The Yamazaki Shell Midden (山崎貝塚, Yamazaki kaizuka) is an archaeological site in the Yamazaki-Kaizuka neighborhood of the city of Noda, Chiba Prefecture, in the Kantō region of Japan containing a Jōmon period shell midden and settlement ruin. The site was designated a National Historic Site of Japan in 1976, with the area under designation expanded in 1995.

==Overview==
During the early to middle Jōmon period (approximately 4000 to 2500 BC), sea levels were five to six meters higher than at present, and the ambient temperature was also 2 deg C higher. During this period, the Kantō region was inhabited by the Jōmon people, many of whom lived in coastal settlements. The middens associated with such settlements contain bone, botanical material, mollusc shells, sherds, lithics, and other artifacts and ecofacts associated with the now-vanished inhabitants, and these features, provide a useful source into the diets and habits of Jōmon society. Most of these middens are found along the Pacific coast of Japan. Of the approximately 2400 shell middens throughout Japan, about 120 are concentrated in Chiba city.

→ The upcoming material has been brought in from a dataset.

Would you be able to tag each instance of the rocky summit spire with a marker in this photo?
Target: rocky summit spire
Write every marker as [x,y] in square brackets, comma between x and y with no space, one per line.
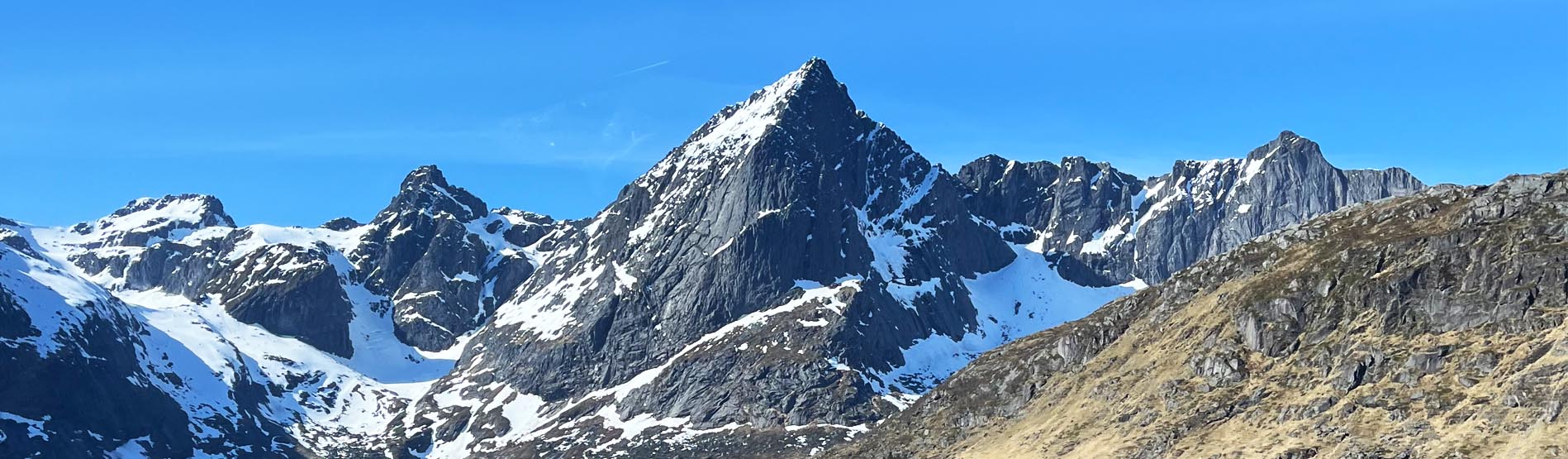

The Yamazaki midden is located in the northwestern part of the Shimōsa Plateau, between the Tone River and the Edo River at an elevation of 17 meters. Although the area is now 26 kilometers inland, during the Jōmon period this was located on an inlet of ancient Tokyo Bay. It was initially surveyed in 1892 by a team from Tokyo Imperial University. Per a topographic survey and excavation in 1975, it was confirmed to have a double horseshoe shape consisting of two arc-shaped middens opening to the northeast and southwest, facing each other, forming a partial shell ring with a diameter of 130 meters.

It was first excavated in 1927 and was found to contain shells from both salt water and brackish water species in separate layers. Shellfish in lower layers were salt water species such as hamaguri and asari, whereas the upper layers were mostly of types typically found in brackish water, such as yamato-shijimi. The types of Jōmon pottery found in each layer was different, ranging from the middle to late Jōmon period (4000 – 3000 years ago), indicating that the midden was in constant use for many centuries, even as the environment changed and the sea level gradually dropped to the current topography. On the outside of the midden, were the foundations for 22 pit dwellings, and human remains were also found in an excavation in May 1960. Excavated artifacts included various types stone tools, polished stone axes, arrowheads, as well as float made from pumice and earthenware weights used for fishing.

The site is currently maintained and preserved as a historical park, with some of the artifacts preserved and exhibited at the Noda City Museum (野田市郷土博物館, Nodashi Kyōdo Hakubutsukan). The site is located 20 minutes on foot from Umesato Station on the Tōbu Noda Line.